T'were it me, I would make sure all of my documents were backed up, then I would go ahead and wipe the internal hard drive and install Linux from scratch. That is easy for me to say, of course, since I know how to do this - not so easy when someone has never done something like this. I might note: if you have ever wiped a hard drive to do a completely fresh install of Windows, then you are a long step ahead in being ready to do a fresh install of Linux - but very few Windows users ever do such a thing, so no surprise that installing Linux can be daunting. "It really isn't hard" - really, truly - but it does involve doing some things that most people have never done before.
I'm not familiar with Q4OS or its installation system, but I am very familiar with Ubuntu, having used it for more than a decade. The installer for Ubuntu has gotten
very good, certainly as good as the installer for Windows. It will lead you a step at a time, and if you follow the defaults you should wind up with a snappy installation.
BUT - I have to say this, with apologies to the pro-Linux crowd (which includes me). While Linux continues to get better and better at detecting every variety of hardware, there still will be situations where something doesn't quite work out of the box, and needs some tweaking or workarounds - this is especially true with laptops. The issue is this: in the effort to squeeze laptops down in size while maximizing battery life, laptop manufacturers use all sort of specialized peripherals (cameras, sound systems, wifi, etc.). Manufacturers work directly with Microsoft to make sure that Windows has the drivers needed to handle all of this specialized hardware. A few manufacturers also work to make sure all of the needed drivers are available for Linux (Dell tends to be good about this), but most do not. The good news is that Linux developers are very aggressive about creating any missing drivers ... the bad news is that sometimes it takes some time, or some finesse, to get these working.
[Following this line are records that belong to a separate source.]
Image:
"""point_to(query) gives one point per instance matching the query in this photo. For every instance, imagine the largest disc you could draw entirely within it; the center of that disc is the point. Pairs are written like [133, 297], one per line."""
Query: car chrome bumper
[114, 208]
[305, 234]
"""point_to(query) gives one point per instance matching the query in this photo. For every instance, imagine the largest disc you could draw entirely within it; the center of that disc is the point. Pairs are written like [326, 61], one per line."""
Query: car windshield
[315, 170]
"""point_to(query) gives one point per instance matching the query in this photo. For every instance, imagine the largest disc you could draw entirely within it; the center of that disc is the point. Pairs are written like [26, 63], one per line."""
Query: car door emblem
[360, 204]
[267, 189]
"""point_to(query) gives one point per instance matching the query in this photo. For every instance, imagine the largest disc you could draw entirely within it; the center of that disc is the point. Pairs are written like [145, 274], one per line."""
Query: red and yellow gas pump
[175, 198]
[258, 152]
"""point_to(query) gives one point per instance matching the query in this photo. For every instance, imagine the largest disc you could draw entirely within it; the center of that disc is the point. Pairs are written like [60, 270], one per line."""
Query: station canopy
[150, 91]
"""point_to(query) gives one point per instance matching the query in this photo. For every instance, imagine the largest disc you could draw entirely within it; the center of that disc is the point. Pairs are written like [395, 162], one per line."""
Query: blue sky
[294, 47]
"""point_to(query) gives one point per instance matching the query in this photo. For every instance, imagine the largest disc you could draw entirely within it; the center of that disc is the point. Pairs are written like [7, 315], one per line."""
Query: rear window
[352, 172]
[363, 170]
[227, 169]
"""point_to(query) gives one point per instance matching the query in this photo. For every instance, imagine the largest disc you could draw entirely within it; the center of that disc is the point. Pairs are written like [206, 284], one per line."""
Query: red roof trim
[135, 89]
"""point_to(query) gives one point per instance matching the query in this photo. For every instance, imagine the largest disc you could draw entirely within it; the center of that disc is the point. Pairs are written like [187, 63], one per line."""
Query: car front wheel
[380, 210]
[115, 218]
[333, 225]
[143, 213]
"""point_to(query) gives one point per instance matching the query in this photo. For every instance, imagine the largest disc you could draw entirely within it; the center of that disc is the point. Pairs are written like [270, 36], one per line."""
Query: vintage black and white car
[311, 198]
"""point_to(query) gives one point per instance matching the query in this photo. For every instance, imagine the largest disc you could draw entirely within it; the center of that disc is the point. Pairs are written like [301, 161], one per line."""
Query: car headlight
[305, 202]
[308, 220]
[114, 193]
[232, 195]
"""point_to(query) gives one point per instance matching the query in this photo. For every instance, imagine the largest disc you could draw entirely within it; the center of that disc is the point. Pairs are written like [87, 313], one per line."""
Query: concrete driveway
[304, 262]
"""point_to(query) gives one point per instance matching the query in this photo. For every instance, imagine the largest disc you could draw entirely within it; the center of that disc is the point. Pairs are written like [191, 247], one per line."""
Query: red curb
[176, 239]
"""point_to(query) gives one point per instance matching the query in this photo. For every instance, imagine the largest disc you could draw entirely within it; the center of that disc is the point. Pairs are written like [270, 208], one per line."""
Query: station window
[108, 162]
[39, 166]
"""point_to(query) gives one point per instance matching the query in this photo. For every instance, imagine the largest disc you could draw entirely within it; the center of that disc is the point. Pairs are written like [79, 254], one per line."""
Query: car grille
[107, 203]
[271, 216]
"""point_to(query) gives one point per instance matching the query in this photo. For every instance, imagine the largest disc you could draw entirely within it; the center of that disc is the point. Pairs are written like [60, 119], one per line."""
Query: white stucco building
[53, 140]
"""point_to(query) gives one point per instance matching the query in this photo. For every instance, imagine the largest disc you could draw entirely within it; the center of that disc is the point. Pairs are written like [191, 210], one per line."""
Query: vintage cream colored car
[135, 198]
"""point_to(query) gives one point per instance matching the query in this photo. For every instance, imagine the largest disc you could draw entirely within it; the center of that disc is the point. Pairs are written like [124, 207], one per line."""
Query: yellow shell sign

So: 9 times out of 10, you can install Ubuntu or another distro of Linux on your laptop, and "it just works." But there will be that 1 out of 10 experience that really needs a geek to get it set up. Now to be fair: with Windows, 9 times out of 10, you plug in your peripherals and it all works ... but Windows has a nasty habit of abandoning perfectly functional but older hardware, so you update Windows (or rather it does it for you, whether you want it to or not), and suddenly your printer won't work. This does
not happen with Linux - which is why Linux can be such an excellent solution for older hardware that still has plenty of life, but has been left behind by Windows.